Getting the right wire for the string
When looking for wire to use for the diddley bow string, remember that the main criterion of the wire string is that
it should not stretch much when put under tension. Galvanized fence wire from the
hardware store is a bad choice as it stretches as you play, which causes the pitch to drop, and eventually
the wire will break.
The traditional diddley
bow string is steel broom-wire (that is, the wire that holds the broom straws onto the handle of a discarded broom)).
First find an old-fashioned straw broom that you don't mind taking apart. Remove the nail that
holds one end of the wire down and the staple that holds the wraps of wire even. Then unwrap the wire from
the broom. The rust can be cleaned off the wire with NevR Dul polish. This yields about
7 feet of wire from the brooms I have disassembled.
To make it more
convenient for everyone to build a traditional diddley bow without searching for and disassembling a corn broom,
and then cleaning up the wire, I have obtained a
quantity of unused, standard tin-coated 18-1/2 gauge steel broom wire (tensile strength ~135,000 psi) and
am offering it to the diddley bow building public through my store on etsy.com. I have made up coils of 23-25 feet
of wire, enough to make approximately seven medium sized diddley bows. Click on this link to go to the store:
Music wire from an old-fashioned hobby shop
that sells model trains and planes (0.032," 0.039," 0.047," 0.055"or 0.056") is a good substitute,
and I use this wire for my diddley bow construction workshops. The hobby shop will carry 36" lengths
(good for about a 27-30" instrument), but for longer diddley bows, music wire can be ordered from www.smallparts.com (72" lengths). Shipping can be kind of expensive
Guitar strings, which come in a variety of gauges, are a reasonable alternative,
but are shorter than the music wire. I prefer phosphor-bronze guitar strings for my guitar-like diddley bows and for
"The Red Alligator" (made for me by WillardJ) because these strings have a very bright, ringing sound,
with great sustain.
Tire wire, salvaged from each bead of automobile
or bicycle tires also works well, and is the traditional berimbau string. Bicycle tires can be obtained
from the trash bin of a bicycle shop. Automobile or truck tires can be found by the side of the road. You
do not want a cast-off truck retread, as this has no bead. Since you will be spending a lot of time cutting
with a utility knife, I suggest wearing work gloves to protect your hands. I tended to break several blades
in this operation, so have plenty of fresh blades for your utility knife before you start.

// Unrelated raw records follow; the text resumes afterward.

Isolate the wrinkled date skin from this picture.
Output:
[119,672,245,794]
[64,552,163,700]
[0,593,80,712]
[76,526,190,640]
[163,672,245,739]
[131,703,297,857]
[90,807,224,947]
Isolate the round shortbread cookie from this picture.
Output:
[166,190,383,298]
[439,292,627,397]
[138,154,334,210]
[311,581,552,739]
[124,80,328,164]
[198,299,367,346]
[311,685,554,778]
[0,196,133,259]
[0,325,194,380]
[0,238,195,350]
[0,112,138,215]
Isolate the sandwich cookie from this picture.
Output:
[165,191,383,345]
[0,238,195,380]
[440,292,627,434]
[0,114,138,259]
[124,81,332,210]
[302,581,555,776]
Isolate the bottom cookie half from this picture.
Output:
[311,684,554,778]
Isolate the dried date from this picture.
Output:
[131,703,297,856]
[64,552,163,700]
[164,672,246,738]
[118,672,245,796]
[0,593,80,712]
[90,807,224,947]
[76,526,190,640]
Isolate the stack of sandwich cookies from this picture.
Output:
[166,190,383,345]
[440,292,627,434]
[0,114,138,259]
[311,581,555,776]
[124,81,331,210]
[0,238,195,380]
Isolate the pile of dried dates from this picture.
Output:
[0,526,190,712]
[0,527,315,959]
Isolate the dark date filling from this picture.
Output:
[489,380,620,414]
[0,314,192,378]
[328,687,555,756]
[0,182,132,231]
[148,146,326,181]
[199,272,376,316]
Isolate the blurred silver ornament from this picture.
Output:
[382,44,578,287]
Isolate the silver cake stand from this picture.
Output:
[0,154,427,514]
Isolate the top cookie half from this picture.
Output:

Start by cutting along the edge of the bead to expose the wire coil. Once the
wire coil is exposed, cut along the inner and outer faces of the tire to take the rubber off the sides of the coil.
Then cut a groove between the coil and the main body of the tire, and finally cut completely
through the tire to separate the coil.
Trim rubber from the coil until you find one end of the coil.
Use the knife to carefully separate the wire from the rest of the coil, continuing around until
you get to the other end. You should have about 70 feet of approximately 0.050" wire, covered with
bits of rubber (shorter length and smaller diameter for a bicycle tire). Repeat the process for the other
bead, but unless you need 140 feet of wire immediately, leave the coil intact for storage. Discard the
tire carcass in an environmentally responsible way (I took mine to my local garage).
To get the rubber off the tire wire, work
with enough wire to make one diddley bow. The rubber should protect the unused wire from rusting further.
Cut off the big pieces of rubber with the knife, and pull the wire through extra-fine (220 grit) sand paper
to get the rest of the rubber off. You may find that you need to work over the wire with sand paper even
after it is mounted on the diddley bow.
Note that the larger diameters of wire
are difficult to bend and cut, but sound better.